Then I thought, hey, maybe they don’t want to have a 9-5 slave job, and let the years pass by like in a blink of an eye. Perhaps they want to be nomads and live off the beaten path.
Living minimally seems like a lot of effort when you have things. Things like a large TV, a Netflix subscription, Amazon Prime, smart phones. Though it is true that that those people described above are on the extreme end of the spectrum, it is also quite unrealistic if you have attachments. And when I say attachments, I don’t mean to stuff, I mean to your family, your parents, your friends, your neighbors, your community. There are ways to live consciously without sacrificing all of the comfort we know and love.
In 2015, i embarked on an adventure that i thought would be fun, but I realized it sort of changed my perspective. I got out more, saw more things and appreciated deeply.
Here are some insights I’ve learned along the way:
Book Trips Often, Even If They’re Short
I often go for these because they sync up with my weekends, holidays and anytime I need to maximize my time off from work. Making short trips out to local destinations gives you something to look forward to, and being the foodie that I am, another reason to explore restaurants and eateries as well as a change of scenery. I always remind myself that where you live is also someone else’s vacation destination. I could not be more grateful to live in California and soak in the contrast of being in the city all day, visit the woods, hike alongside beaches and visiting historic streets.
Stay Digital – De-clutter Your Stuff- Donate
I started keeping all of my travel itineraries on my phone.

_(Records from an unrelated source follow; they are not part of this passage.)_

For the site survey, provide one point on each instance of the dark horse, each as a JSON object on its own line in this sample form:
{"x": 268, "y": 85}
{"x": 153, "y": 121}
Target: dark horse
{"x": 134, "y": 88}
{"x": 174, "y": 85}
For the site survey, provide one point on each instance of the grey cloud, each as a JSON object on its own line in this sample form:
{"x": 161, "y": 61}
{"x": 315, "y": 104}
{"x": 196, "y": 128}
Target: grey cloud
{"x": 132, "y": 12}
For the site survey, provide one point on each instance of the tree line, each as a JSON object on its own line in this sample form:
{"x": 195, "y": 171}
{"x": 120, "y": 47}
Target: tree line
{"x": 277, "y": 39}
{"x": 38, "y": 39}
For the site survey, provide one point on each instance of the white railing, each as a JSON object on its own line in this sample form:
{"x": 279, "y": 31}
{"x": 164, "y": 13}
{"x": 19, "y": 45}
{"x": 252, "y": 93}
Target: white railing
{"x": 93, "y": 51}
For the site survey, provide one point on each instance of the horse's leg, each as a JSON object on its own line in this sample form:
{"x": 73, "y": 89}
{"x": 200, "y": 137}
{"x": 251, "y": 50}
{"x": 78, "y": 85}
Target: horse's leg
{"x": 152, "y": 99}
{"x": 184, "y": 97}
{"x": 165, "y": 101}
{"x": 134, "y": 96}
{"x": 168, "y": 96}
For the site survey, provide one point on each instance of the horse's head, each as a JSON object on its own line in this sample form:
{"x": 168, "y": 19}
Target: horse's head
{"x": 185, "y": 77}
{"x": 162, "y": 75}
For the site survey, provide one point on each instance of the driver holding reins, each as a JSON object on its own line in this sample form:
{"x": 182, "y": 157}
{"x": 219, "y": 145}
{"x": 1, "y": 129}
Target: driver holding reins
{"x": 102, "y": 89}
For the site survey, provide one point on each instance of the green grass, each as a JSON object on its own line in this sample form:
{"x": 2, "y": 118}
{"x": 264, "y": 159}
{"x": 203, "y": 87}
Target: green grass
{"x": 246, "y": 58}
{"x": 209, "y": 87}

I have hundreds of e-books, and photos saved onto the cloud. They’re with me wherever I go and they take up no space. Most of everything I need to get through my day is accessible by my smartphone. Decluttering is really important – it’s something I am still working on, but since the beginning of this year, I’ve donated 40% of my clothing, bought a lot less and opted for experiences over things. I used to be a makeup hoarder and had a high monthly budget (or lack thereof..) for makeup. Now and again, I’m still enticed by a limited edition release of an eyeshadow palette. But I’ve gotten better and realized I didn’t need those things to make me happy. In fact, I purged about a third of makeup that I didn’t use but hoarded.
Be Smart About Money, and Invest
I’m not a professional investment adviser by any means but I’ve read enough about money to know that it’s something that comes and goes. In today’s society, everything is defined by those little green papers. We can’t get away from that. And I like simplicity when it comes to investing. I have a Vanguard account where I invest in mutual funds, contribute to them regularly and earn on dividends, and returns in the long-run. I choose to stick with funds that have a “high risk high rewards” because I’m at an age group where I can afford to do that. Some other reasons why i prefer Vanguard over others is that Vanguard has the lowest fees. These matter in the long run! And they have a vastly different model where once you invest in a fund, you become a shareholder of Vanguard vs a customer at Fidelity. Shareholder, not customer. Because all their funds are Vanguard index funds. That simply means you make money when they do. And hey isn’t a win-win the best win of all?
Also, Say NO to Pyramid Schemes (and weird Multi-level Marketing ones) Period. There’s no such thing as getting rich quickly. Pyramid schemes are often vague in how you earn, with weird non-quality products and services, encourage you to spend money on products, books, seminars and other BS, encourage you to prey on the people in your life, and serve to enrich the others who are in more knee-deep than you are (i.e. Calling yourself an entrepreneur when you’re only serving the ones at the top, and getting them rich). Why would you strive to prey on your friends, family and community anyway?
I would say that if your gut is telling you that something to too good to be true, trust your gut. There’s far too many people who flash around bills on their Instagram/FB who are actually truthful and enjoy what they do.
Traveling hundreds of miles away doesn’t make an adventure. Doing something does. As I mentioned, where you live is someone else’s vacation destination – do something even if it’s local. I’ve learned that throughout this year when I visit San Francisco and make day trips out of it on weekends. I’ve spent some time biking through the Golden Gate Bridge, hiking alongside Land’s End, getting fresh crabs from Half Moon Bay and visiting museums!
Hiking alongside beaches in San Francisco.
Biking to see different parts of the city.
Live Beneath Your Means
This was a lesson taught to me at a young age. My immigrant parents instilled that knowledge to my brother and I to always be conscious of what we spend. Living beneath your means does not mean you must live uncomfortably or restrictively – it just means you should be able to distinguish between a “want” and a “need”. For me this means knowing your fixed expenses every month, and being realistic about it. An exercise could include coming up with a spreadsheet to track your monthly expenditures to monthly income post taxes, and evaluating your passive expenses such as dining out, traveling etc. I try to book trips or buy things when it’s on sale, I get cash back and it’s worthwhile for me to experience. For me, I always make sure I can save at least 30% of my monthly income less fixed expenses to be in the safe zone. To be honest, I don’t really monitor my spendage too strictly because I am very mindful of where it goes and I trust myself that it will go toward something meaningful.
If I succeeded that, I celebrate with ice cream.